Equity: Walking away, your stake should be whatever you've veseted -- this is why you have vesting. If you purchased your shares (I hope!), then there's nothing more to do. If they were options, ask for conversion from ISO to NQO (IRS-mandated) and an extension (10yr) on the exercise period. If the post-pivot company wants, they can keep you on as an advisor for a period at some reduced equity vest (e.g. 1/20th your founder vest). This is a nice way to transition and can be worthwhile in some scenarios.
Cash: You should expect none. If you all documented the unpaid work in the form of contractual deferred compensation (unlikely), then you can insist this be paid out as a requirement of labor laws. If it wasn't documented, then it's a sunk cost. Cash is the company's life blood, so they cannot waste it on employees that are departing or terminated. You shouldn't expect an exit package.
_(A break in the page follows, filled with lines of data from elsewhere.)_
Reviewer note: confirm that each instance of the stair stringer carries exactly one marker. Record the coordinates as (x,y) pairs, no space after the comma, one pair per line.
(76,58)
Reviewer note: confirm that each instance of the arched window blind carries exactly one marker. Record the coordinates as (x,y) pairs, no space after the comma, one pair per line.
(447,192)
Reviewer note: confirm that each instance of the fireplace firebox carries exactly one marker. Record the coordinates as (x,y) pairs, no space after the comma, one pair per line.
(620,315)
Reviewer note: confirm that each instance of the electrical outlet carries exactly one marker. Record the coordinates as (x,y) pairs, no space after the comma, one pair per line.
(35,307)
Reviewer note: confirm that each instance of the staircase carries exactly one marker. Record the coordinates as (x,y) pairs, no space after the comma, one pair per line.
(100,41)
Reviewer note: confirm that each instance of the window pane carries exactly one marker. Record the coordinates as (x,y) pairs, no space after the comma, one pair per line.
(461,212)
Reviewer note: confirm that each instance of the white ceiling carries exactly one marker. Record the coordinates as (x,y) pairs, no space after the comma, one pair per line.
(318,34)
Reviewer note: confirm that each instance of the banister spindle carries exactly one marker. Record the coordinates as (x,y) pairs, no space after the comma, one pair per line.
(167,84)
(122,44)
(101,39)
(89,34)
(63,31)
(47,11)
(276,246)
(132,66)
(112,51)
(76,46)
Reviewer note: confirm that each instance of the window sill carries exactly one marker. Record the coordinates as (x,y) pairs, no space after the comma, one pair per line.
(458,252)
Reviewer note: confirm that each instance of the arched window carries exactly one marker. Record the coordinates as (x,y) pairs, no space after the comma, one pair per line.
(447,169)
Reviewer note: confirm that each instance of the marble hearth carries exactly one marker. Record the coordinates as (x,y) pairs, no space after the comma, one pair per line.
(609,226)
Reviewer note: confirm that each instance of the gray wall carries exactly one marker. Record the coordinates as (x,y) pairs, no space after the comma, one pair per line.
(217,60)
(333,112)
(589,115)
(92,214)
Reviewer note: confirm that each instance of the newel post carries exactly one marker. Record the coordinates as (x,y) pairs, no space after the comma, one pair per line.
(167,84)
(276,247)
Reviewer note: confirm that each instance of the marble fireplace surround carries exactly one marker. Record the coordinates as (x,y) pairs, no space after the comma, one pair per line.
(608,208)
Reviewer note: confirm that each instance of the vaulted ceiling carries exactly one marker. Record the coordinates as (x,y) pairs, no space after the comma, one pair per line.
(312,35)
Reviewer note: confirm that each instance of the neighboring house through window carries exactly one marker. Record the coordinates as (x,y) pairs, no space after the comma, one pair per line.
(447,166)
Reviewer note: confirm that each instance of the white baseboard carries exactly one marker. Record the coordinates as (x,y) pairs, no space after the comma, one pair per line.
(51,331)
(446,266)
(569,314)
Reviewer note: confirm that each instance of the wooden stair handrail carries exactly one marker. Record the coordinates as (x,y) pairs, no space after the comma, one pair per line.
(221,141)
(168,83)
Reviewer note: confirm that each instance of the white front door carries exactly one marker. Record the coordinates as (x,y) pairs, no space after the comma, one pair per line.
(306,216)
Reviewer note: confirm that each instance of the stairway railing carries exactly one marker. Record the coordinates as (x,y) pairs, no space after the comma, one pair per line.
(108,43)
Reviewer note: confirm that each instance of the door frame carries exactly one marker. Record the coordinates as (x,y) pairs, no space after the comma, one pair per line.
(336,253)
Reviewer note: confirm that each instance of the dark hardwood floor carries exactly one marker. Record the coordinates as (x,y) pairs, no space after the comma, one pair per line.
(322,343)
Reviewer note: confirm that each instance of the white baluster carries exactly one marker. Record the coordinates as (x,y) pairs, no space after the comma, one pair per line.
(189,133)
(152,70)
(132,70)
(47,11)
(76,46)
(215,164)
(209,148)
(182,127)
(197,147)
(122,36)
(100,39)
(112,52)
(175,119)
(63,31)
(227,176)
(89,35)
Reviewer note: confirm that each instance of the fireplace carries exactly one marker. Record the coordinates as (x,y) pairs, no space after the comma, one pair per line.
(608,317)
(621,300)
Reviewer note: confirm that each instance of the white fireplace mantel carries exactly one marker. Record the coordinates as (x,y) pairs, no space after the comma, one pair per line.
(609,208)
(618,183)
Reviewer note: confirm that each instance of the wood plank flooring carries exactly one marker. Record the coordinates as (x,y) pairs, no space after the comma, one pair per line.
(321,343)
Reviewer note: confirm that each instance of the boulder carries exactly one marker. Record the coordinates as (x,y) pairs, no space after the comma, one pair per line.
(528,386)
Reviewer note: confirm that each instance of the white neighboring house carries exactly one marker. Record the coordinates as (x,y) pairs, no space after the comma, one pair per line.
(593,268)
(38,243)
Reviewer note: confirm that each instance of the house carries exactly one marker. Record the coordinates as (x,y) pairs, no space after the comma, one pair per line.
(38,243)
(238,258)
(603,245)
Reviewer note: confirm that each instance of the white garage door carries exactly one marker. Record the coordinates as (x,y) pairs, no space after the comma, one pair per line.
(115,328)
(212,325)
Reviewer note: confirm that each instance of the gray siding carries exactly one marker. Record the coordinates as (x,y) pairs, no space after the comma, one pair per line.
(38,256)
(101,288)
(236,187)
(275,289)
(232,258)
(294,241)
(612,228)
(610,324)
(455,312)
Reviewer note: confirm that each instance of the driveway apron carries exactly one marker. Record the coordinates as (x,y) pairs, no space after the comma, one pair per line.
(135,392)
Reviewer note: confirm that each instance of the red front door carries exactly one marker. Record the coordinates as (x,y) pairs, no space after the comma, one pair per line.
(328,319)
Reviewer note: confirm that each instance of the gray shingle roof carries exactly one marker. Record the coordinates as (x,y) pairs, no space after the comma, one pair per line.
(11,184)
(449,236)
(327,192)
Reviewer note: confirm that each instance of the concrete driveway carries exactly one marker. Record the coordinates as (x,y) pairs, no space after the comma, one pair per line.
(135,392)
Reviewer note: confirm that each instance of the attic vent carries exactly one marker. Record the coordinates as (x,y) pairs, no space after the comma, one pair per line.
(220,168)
Realistically... If you own 10% in a "new" company (post-pivot), this is a great position for you. Their alternatives are (1) to nuke the cap table in a reset and pivot without you; it's not really worthwhile for anyone to duke it out this way; (2) if they're itching to buy you out (unlikely), you can consider whatever offer they put forward but you have no legal obligation to accept; or (3) everyone just accepts the current state of affairs as sunk costs and parts amicably. (3) is best for everyone involved -- it's mutually non-ideal.